Service configuration management is a core ITIL (Information Technology Infrastructure Library) management practice, and the CMDB (configuration management database) is the data warehouse that stores information on IT assets. IT’s task is to load and maintain the CMDB with accurate, up-to-date, comprehensive information. Maintaining the CMDB is a significant challenge for organisations that have large IT footprints or that make frequent changes using devops CI/CD automations to deploy applications and IaC (infrastructure as code) to configure multicloud infrastructure.

Enter DDM (discovery and dependency mapping) tools that scan networks to extract configuration information and update CMDBs with accurate data. A DDM is essential for organisations with large data centres and cloud infrastructures and can be a game changer in improving ITSM (IT service management) processes, such as incident management or change management.

DDM tools are often a data source for AIops or machine learning capabilities and are a form of hyperautomation when combined with low-code automation, workflow, and integration tools. For example, categorisation engines can use DDM’s data to group systems, or anomaly detectors can flag outlier flow patterns.    

DDM-powered CMDBs scan autoscaling infrastructure for changes

A typical CMDB stores information on CIs (configuration items), including the configurations of network devices, servers, virtual servers, cloud instances, applications, web services, databases, storage configurations, and other infrastructure components. Many CMDBs capture dependencies between CIs and allow rolling them up into business services.

CMDBs may be part of an ITSM platform or an independent product. Top platforms include Atlassian Insight, BMC Helix, Cherwell CMDB Software, CloudAware CMDB, IBM Control Desk, Ivanti Asset Manager, ManageEngine CMDB, Micro Focus Universal CMDB, ServiceNow CMDB, Proactivanet Discovery and Asset Management, Symphony SummitAI, Virima CMDB, and many others.

Keeping the CMDB updated isn’t an insurmountable challenge for smaller organisations with a few hundred IT assets or when IT systems don’t change frequently. It may not be a top priority for organisations that only use the CMDB for asset management, either.

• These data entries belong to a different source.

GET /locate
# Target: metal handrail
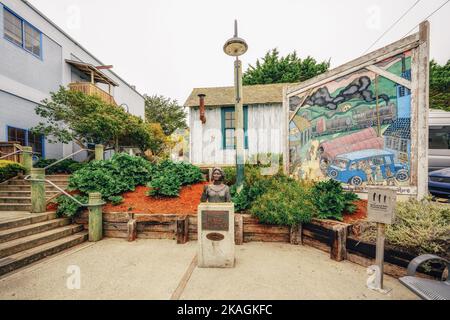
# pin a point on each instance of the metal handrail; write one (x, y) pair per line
(67, 157)
(17, 152)
(28, 178)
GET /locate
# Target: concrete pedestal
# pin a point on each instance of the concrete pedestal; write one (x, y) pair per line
(216, 235)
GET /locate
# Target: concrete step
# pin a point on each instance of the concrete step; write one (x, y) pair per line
(33, 218)
(22, 193)
(15, 207)
(12, 247)
(21, 259)
(28, 230)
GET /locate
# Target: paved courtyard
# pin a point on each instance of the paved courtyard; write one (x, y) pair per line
(161, 269)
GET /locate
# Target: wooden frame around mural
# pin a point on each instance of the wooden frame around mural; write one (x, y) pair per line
(416, 46)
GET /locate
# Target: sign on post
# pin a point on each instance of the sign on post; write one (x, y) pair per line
(380, 209)
(381, 205)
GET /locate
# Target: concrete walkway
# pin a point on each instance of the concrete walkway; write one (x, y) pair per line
(155, 269)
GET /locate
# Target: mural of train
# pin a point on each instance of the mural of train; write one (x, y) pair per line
(357, 120)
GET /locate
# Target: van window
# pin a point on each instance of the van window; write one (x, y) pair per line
(439, 137)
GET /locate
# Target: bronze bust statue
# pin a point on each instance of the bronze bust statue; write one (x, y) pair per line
(217, 191)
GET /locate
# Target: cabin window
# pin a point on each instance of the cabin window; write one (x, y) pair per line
(27, 138)
(21, 33)
(229, 126)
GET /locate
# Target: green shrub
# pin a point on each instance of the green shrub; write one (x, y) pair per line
(287, 202)
(185, 172)
(255, 185)
(169, 176)
(68, 207)
(67, 166)
(420, 227)
(331, 201)
(112, 177)
(116, 200)
(9, 169)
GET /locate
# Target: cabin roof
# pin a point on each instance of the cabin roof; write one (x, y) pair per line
(225, 96)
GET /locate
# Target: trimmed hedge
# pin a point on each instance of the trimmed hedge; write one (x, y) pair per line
(67, 166)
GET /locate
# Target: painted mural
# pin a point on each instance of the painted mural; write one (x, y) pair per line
(355, 129)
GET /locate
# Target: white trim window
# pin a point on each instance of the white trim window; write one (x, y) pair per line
(12, 27)
(22, 33)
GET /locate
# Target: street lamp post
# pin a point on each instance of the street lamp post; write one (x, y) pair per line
(236, 47)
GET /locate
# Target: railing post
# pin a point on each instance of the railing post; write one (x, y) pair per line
(27, 160)
(95, 217)
(38, 201)
(99, 149)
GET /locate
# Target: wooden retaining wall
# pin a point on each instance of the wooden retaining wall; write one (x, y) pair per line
(330, 236)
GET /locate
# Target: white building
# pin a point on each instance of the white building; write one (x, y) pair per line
(36, 58)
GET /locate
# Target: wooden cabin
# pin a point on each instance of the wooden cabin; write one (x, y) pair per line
(212, 140)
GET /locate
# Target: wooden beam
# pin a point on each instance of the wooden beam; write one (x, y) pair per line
(423, 109)
(295, 235)
(239, 230)
(301, 104)
(132, 230)
(391, 50)
(389, 75)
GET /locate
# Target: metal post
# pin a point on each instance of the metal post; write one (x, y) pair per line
(239, 130)
(38, 201)
(381, 231)
(95, 217)
(99, 150)
(27, 160)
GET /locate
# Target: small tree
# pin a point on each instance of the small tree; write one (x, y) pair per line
(165, 111)
(440, 86)
(75, 116)
(275, 69)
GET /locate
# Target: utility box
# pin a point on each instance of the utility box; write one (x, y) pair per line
(216, 246)
(381, 205)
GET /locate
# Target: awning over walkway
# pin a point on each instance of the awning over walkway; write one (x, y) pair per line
(92, 71)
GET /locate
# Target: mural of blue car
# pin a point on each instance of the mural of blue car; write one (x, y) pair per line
(370, 165)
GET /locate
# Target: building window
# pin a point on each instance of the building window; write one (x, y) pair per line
(32, 40)
(21, 33)
(27, 138)
(229, 126)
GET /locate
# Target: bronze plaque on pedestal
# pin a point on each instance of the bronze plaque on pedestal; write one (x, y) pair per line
(215, 220)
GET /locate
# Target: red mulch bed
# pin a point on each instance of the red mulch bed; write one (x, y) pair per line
(359, 214)
(138, 202)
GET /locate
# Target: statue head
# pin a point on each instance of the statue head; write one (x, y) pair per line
(217, 175)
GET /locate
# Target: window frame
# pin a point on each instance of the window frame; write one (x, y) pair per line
(23, 24)
(225, 110)
(27, 140)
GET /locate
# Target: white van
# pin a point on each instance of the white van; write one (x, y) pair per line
(439, 140)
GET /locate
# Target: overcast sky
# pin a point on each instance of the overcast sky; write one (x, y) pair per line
(169, 47)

But the CMDB’s correctness is vital for organisations that want to integrate the CMDB with other ITSM processes, such as incident management or change management. It’s also critical for large enterprises with multiple or geographically dispersed data centres with tens of thousands of CIs.

If your infrastructure is entirely automated, then devops teams can automate DDM with tools like Chef’s integration with ServiceNow or Ansible-CMDB. But for many organisations running hybrid clouds, multiclouds, or using multiple devops automation tools, a do-it-yourself approach to maintaining the CMDB may not be an option. 

DDM tools are the data integration platforms for CMDBs. These tools may be a feature of a CMDB or separate capabilities from secondary providers, such as Autointelli, FireScope, Resolve, or ScienceLogic. The more advanced tools are agentless and can scan networks without installing software on the servers or virtual hosts. A differentiating feature is when the DDM also captures the dependencies between system components and provides topology maps to illustrate them.